Aujourd'hui, à la lumière des globes en verre fumé indiquant "Sortie de Secours", Shaad supposait que les injections n'étaient pas de simples vaccins.

Il se retourna dans son lit. C'était un garçon d'une dizaine d'années, à la peau noire et aux yeux sombres et profonds. Il tenta de faire le point sur ce qui venait de lui arriver. Il avait été emmené comme un grand délinquant dans un endroit éloigné de tout, d'où il ne pourrait certainement pas s'échapper même s'il en avait l'intention, après une semaine de tests et de traitements médicaux administrés par un savant fou et une équipe d'assistants patibulaires. Il se retrouvait dans un lit d'armée, au milieu d'au moins quarante gamins dans son genre, et aucun d'eux ne manquerait à personne. Finalement, la situation, vue sous cet angle, lui faisait clairement peur. Quelque chose le sortit finalement de ses sombres pensées. Aux mouvements qu'il pouvait discerner dans les lits près de lui, il n'était pas le seul à être réveillé. L'horloge sur le mur d'en face affichait minuit vingt. Bizarrement, ce qui les avait éveillé, c'était le silence. Généralement, le sursaut survient lorsqu'un bruit vient déranger le sommeil. Mais, Shaad comprit ce qui venait de le choquer en se prenant à compter. Il comptait les secondes qui séparaient les passages du garde de nuit, par instinct. C'était le seul moyen de se faire la belle dans les orphelinats qu'il avait fréquentés avant, ou tout au moins un moyen pour aller se servir dans le frigo sans se faire prendre.
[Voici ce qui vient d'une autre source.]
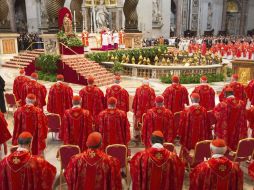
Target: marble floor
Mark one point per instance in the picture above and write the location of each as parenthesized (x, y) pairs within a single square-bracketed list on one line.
[(130, 84)]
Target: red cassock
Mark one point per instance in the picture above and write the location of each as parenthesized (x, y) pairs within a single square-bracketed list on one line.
[(156, 169), (32, 119), (120, 94), (92, 100), (37, 89), (114, 126), (93, 170), (216, 174), (59, 98), (231, 121), (194, 126), (207, 96), (144, 100), (239, 91), (77, 125), (158, 119), (4, 134), (17, 86), (22, 171), (175, 96), (250, 91)]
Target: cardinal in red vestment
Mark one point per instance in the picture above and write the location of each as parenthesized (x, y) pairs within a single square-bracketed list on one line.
[(18, 83), (156, 168), (238, 88), (175, 96), (93, 169), (193, 124), (92, 98), (77, 124), (60, 97), (206, 93), (144, 100), (218, 173), (158, 119), (23, 171), (231, 119), (113, 124), (4, 134), (32, 119), (35, 88), (119, 93)]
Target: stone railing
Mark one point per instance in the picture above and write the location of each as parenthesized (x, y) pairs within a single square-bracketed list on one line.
[(153, 71)]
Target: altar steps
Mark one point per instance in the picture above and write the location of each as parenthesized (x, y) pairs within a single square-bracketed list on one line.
[(84, 68), (24, 59)]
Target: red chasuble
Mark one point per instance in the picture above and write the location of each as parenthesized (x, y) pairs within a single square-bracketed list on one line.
[(194, 126), (216, 174), (144, 100), (93, 170), (17, 86), (77, 126), (59, 98), (92, 100), (120, 94), (239, 91), (114, 126), (22, 171), (156, 169), (32, 119), (158, 119), (37, 89), (231, 121), (175, 96), (207, 96)]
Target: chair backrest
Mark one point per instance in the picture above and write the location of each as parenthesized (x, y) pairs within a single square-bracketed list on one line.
[(245, 149), (169, 146), (10, 99), (54, 122), (202, 152), (66, 152), (118, 151)]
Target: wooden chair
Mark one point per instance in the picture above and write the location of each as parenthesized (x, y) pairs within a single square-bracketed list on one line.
[(64, 155), (54, 123), (120, 152)]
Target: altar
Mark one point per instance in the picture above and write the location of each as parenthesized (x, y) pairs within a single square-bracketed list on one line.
[(244, 68)]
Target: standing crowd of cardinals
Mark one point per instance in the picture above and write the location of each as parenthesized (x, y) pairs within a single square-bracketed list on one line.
[(93, 121)]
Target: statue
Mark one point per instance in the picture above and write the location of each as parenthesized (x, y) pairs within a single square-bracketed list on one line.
[(67, 23), (102, 15)]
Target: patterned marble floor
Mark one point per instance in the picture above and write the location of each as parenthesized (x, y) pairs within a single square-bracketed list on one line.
[(130, 84)]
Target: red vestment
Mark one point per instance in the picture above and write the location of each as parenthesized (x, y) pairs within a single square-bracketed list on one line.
[(239, 91), (114, 126), (22, 171), (32, 119), (217, 174), (37, 89), (144, 100), (93, 170), (194, 126), (158, 118), (120, 94), (156, 169), (77, 125), (175, 96), (207, 96), (17, 86), (59, 98), (92, 100), (231, 121)]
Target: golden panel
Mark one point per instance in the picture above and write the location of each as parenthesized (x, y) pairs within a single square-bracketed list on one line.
[(244, 75), (9, 46)]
Le garde n'était simplement pas repassé. La radio qui provenait de la salle proche s'était tue. Il n'y avait plus que le tic-tac de l'horloge qui annonçait maintenant deux minutes de plus.
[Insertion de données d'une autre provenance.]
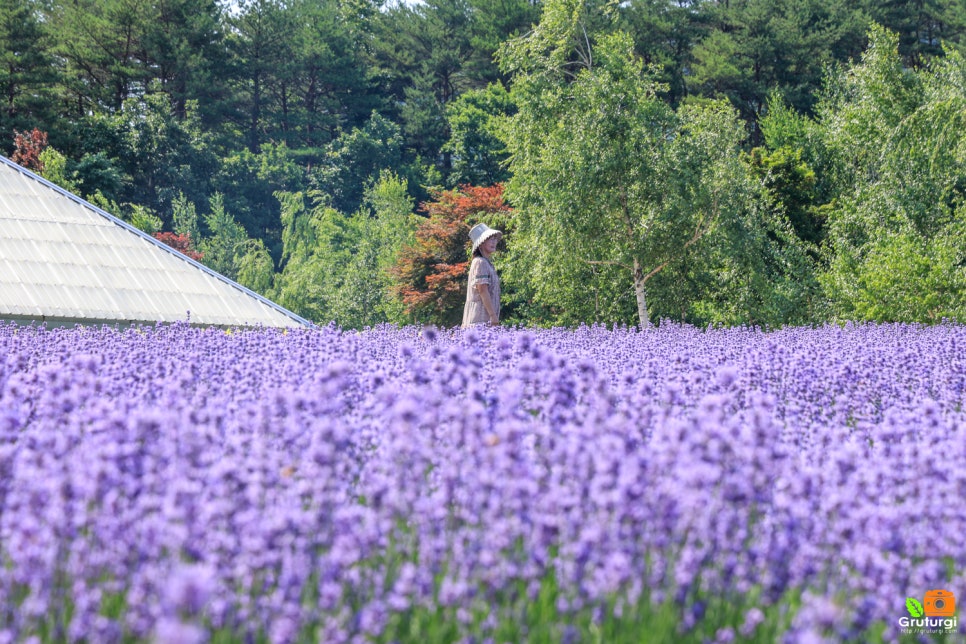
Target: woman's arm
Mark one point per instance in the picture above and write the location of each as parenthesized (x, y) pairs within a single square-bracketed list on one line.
[(484, 291)]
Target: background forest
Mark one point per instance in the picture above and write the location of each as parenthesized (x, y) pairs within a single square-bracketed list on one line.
[(727, 162)]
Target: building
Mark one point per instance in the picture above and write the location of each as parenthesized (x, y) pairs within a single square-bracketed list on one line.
[(64, 261)]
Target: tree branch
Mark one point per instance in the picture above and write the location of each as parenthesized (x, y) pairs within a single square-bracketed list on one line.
[(606, 263)]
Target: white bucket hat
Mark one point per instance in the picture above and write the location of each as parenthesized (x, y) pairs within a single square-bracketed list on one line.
[(480, 233)]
Il finit par se décider à se lever. Il vit plusieurs visages, garçons ou filles, se tourner vers lui avec une certaine appréhension, mais aussi une certaine reconnaissance. Il frissonna, non pas du regard des autres, mais du froid que rencontrèrent ses pieds sur le pavé du dortoir. Il avança doucement dans le couloir, laissant derrière lui les bruits presque rassurants de ses camarades et il s'approcha de la seule porte entrouverte du secteur. Lorsqu'il aventura un oeil dans l'embrasure avec une certaine appréhension, il découvrit une pièce vide. Il y avait certainement peu de temps qu'il n'y avait plus personne. Les trois tasses de café fumaient encore d'un liquide trop chaud pour être consommé. Il y avait, plus intriguant, un râtelier d'armes sur le mur ouest presque en face de lui, de l'autre coté de la table : fusil à pompe et armes d'assaut. Il se demanda instantanément ce que craignaient tant les gardes.

« Moi ! », répondit une voix dans son dos.